8 entry daha
  • -evet sevgili seyirciler, bir köyümüz köylümüz programında daha sizlerle beraberiz. bugün size şanlıurfa merkez'e bağlı karakuru köyünden sesleniyoruz. isterseniz hemen konuklarımıza ve bizi evinde ağırlayan mehmet bey'e dönelim ve haklarında biraz bilgi alalım. (kamera sağa kayar, bağdaş kurmuş tesbih çekmekte olan mehmet efendi görüntüdedir)... selamınaleyküm mehmet emmi. nasılsın iyi misin?
    --iyi diyek iyi olak gurban. hoşgelmişin. siz de hoşgelmişiniz arkadaşlar
    (güruh)-hoşbulduk.
    -evet mehmet emmi, söyle bakalım kimsin nesin?

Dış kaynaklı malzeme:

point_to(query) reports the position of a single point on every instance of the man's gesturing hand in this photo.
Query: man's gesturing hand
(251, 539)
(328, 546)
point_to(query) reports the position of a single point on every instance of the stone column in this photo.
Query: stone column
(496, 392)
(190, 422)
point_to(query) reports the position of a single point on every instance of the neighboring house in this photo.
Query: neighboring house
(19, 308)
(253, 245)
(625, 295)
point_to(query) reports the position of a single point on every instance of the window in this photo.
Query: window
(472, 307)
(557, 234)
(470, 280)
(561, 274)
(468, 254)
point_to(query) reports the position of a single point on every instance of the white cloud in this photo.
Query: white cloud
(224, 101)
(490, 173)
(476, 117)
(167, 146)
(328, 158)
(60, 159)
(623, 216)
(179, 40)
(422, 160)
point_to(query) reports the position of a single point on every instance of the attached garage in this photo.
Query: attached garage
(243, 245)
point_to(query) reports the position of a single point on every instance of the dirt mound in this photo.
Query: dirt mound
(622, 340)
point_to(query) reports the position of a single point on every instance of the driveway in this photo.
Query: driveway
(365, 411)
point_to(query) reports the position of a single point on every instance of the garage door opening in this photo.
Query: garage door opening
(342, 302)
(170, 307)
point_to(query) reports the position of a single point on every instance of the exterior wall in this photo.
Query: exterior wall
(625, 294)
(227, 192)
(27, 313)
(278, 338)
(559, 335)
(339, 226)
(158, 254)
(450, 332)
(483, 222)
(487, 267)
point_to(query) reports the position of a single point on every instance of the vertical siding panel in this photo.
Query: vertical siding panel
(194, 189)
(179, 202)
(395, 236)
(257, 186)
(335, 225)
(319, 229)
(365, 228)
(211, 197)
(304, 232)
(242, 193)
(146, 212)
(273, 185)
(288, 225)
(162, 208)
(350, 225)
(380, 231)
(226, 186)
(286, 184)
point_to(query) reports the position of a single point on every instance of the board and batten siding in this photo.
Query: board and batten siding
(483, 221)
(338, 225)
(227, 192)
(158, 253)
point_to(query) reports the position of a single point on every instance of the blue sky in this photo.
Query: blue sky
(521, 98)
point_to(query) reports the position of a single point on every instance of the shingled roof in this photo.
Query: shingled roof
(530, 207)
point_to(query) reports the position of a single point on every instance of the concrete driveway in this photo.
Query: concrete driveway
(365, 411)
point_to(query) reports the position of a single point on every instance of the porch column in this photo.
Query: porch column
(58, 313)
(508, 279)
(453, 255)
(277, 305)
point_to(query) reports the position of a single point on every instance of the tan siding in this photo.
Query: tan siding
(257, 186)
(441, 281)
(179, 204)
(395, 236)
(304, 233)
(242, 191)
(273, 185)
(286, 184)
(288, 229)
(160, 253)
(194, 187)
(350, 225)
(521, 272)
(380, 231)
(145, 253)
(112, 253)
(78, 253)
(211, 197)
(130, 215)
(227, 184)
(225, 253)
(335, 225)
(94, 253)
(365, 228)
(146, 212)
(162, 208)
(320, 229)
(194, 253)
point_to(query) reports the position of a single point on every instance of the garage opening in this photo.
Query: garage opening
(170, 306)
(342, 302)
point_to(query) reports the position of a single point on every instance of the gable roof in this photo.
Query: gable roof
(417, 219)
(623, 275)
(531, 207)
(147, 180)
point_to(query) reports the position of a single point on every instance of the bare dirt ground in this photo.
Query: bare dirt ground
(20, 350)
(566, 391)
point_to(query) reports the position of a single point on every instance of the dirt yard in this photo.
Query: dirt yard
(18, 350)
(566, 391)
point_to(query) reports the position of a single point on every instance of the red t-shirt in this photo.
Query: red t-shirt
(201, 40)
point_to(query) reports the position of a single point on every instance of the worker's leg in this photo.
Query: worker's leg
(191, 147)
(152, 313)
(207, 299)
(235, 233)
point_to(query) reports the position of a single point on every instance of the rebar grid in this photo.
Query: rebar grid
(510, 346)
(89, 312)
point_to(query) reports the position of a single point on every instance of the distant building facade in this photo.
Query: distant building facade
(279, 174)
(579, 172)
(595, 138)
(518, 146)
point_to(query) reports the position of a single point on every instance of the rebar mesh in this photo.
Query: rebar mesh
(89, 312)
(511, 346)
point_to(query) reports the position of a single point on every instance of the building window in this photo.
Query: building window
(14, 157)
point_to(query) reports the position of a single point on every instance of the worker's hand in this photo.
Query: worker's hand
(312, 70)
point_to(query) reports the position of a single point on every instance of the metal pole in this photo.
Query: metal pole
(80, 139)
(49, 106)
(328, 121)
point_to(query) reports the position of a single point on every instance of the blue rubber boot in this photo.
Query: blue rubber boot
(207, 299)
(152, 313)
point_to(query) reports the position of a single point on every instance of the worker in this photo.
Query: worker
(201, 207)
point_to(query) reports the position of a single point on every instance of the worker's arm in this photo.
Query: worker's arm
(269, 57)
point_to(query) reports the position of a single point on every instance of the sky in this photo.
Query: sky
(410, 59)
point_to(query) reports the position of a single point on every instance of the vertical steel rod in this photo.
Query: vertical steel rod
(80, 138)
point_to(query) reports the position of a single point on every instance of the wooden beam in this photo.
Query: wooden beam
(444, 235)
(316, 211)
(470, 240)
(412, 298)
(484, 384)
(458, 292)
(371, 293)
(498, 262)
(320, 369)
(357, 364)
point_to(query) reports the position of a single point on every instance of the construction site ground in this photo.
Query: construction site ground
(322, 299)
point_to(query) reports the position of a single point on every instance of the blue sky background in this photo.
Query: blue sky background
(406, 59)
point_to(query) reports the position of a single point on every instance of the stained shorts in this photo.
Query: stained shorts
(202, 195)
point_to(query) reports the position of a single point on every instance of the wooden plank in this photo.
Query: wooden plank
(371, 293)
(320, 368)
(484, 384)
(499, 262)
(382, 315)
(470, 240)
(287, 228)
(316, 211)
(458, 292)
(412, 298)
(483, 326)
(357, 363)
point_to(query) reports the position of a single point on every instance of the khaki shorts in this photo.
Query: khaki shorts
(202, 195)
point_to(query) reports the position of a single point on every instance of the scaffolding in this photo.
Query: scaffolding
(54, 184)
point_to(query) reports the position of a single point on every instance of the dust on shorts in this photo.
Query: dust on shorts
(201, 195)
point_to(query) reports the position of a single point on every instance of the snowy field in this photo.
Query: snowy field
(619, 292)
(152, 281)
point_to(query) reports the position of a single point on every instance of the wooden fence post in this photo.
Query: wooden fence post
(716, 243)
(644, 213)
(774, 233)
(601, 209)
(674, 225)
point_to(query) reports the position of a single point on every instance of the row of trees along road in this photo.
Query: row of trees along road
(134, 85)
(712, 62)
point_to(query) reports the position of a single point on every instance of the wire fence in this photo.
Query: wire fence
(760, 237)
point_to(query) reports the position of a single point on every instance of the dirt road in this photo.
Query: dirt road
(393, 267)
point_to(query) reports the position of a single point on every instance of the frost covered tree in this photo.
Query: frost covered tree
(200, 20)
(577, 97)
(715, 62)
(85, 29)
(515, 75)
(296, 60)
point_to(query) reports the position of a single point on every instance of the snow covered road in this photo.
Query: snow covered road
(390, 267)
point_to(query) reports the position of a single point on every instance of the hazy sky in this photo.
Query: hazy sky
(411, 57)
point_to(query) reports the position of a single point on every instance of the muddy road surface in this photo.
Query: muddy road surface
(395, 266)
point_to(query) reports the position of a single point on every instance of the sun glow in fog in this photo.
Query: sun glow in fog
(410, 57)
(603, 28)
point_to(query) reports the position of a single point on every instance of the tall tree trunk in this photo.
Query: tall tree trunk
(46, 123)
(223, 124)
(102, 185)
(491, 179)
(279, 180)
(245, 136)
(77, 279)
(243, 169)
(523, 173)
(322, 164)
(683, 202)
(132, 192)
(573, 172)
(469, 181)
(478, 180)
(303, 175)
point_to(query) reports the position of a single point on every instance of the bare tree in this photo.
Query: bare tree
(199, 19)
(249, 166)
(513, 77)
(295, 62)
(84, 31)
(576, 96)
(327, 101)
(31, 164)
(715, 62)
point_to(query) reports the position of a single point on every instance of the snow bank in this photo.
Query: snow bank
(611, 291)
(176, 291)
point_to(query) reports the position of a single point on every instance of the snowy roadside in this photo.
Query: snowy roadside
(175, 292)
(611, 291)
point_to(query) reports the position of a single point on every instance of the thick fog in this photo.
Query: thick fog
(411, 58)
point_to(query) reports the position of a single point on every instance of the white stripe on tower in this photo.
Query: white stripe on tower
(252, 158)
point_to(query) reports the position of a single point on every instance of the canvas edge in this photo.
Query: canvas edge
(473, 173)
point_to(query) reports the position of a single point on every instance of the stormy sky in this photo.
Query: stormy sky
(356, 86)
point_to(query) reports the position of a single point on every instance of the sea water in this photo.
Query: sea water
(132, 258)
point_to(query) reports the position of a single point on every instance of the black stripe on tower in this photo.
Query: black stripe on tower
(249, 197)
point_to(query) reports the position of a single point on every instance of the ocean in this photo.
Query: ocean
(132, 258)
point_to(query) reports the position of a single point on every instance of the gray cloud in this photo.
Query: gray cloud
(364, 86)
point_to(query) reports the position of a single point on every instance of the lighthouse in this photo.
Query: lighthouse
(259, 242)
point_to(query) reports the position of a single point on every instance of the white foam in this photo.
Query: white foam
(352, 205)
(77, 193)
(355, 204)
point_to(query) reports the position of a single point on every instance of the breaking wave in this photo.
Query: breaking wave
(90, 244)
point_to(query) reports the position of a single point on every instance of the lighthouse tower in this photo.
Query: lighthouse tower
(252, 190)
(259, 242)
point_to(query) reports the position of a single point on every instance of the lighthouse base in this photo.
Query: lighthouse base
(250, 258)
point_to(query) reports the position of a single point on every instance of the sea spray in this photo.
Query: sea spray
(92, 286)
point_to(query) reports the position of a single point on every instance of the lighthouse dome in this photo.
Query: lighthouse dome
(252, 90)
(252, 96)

    --rahmi bey gardaşım, ben buraların memet emmisiyim. bu köyde doğdum doğalı duruyom işte goca çınar gibi. aha bak mesela bizim komşu mustafa dayı var, adam prostattan gittin geçen ay. eski imam vardı himmat emmi, o da sara oldu öldü. bakkal hamdi efendi'nin abisi murtaza vardı, onu da geçen hafta toprağa verdik..
    -öhö öhö. mehmet emmi, anlaşılan epeyce insan kaybetmişsiniz, başınız sağolsun. evet sevgili seyirciler, şimdi de kahraman maraş sütçü imam üniversitesi ziraat fakültesi tarla bitkileri bölümü öğretim elemanlarından profesör doktor şemsi mehmet kılıçarslan'ı tanıyalım... efendim siz de hoşgeldiniz.
    ---hoşbulduk rahmi bey.
    -efendim, çalışmalarınız için aldığınız ödüllerden de anladığım kadarıyla, yeni bir fikir silsilesi ile tüm dünya tarım teknolojilerini alt üst etmişsiniz.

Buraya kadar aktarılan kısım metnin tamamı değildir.